Likewise professional organizations such as the American Academy of Neurology (AAN) which recently published a "position paper" on chronic pain and opioid medication -- without submitting a draft to the California Neurology Society (CNS). THAT caught the attention of  then CNS president Robyn Young, MD, who also reviewed a similar advisory from the Medical Board of California (MBC) which seemed more in line with CNS practices than the AAN paper which was widely regarded as one-sided and biased.

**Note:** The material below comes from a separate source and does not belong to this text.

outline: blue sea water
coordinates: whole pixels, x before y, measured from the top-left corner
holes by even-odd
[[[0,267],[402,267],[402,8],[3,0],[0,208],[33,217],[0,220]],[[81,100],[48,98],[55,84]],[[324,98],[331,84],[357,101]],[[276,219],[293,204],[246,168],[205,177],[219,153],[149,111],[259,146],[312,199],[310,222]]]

That situation in turn led to CNS' asking its own Director of Government Relations to testify at the MBC hearing in October of 2014. The MBC considered several subjects one of which was a unified and reasonable approach to the treatment and management of chronic pain. Accordingly, the CNS Director of Government Relations, Steve Cattolica, stated "these guidelines are not the only treatment of this issue prescribing controlled substances for non-cancer pain." It was acknowledged that such guidelines, however,"should represent the standard of care for physicians in California ... that fact begs the question how these guidelines will be used or IF they will be used as the Board has intended."

Cattolica then pointed out that "our constituents with heavy emphasis in treating injured workers face a difficult situation" because "any inconsistency will cause all physicians to perhaps compromise the standard of care." Using the Division of Workers Comp (DWC) as an example Cattolica stated how "the DWC's treatment guidelines have a long and proven track record of being misapplied ... to control costs and identify physicians they no longer want in their medical provider networks."

The MBC chair, Ms. Yaroslavsky, was quoted as having said that guidelines are just that, guidelines, not regulations. Cattolica then stated why vigilance is essential: "the physician community's experience with the application of treatment guidelines in the workers' compensation system is as rigid criteria." In other words, it needs to be emphasized that AAN Policy Paper on the use of opioids in non-cancer pain is a guideline, not a regulation, and that the same goes for the guidelines proposed by the MBC. It can be anticipated that the MBC and the AAN recommendations will compete for attention from treating physicians. Either way the mere presence of written guidelines opens the way for automatic rejections of treatment by utilization reviewers in all walks of medical practice including government plans such as Medicare and Medicaid, or managed care plans such as HMOs and PPOs, or workers compensation where remote control medicine is already rife among UR doctors and their legally anonymous IMR counterparts.

Cattolica advised a change in wording-- drop the phrase "very consistent" from the recommended statement of Guidelines and replace it with the word, "equivalent."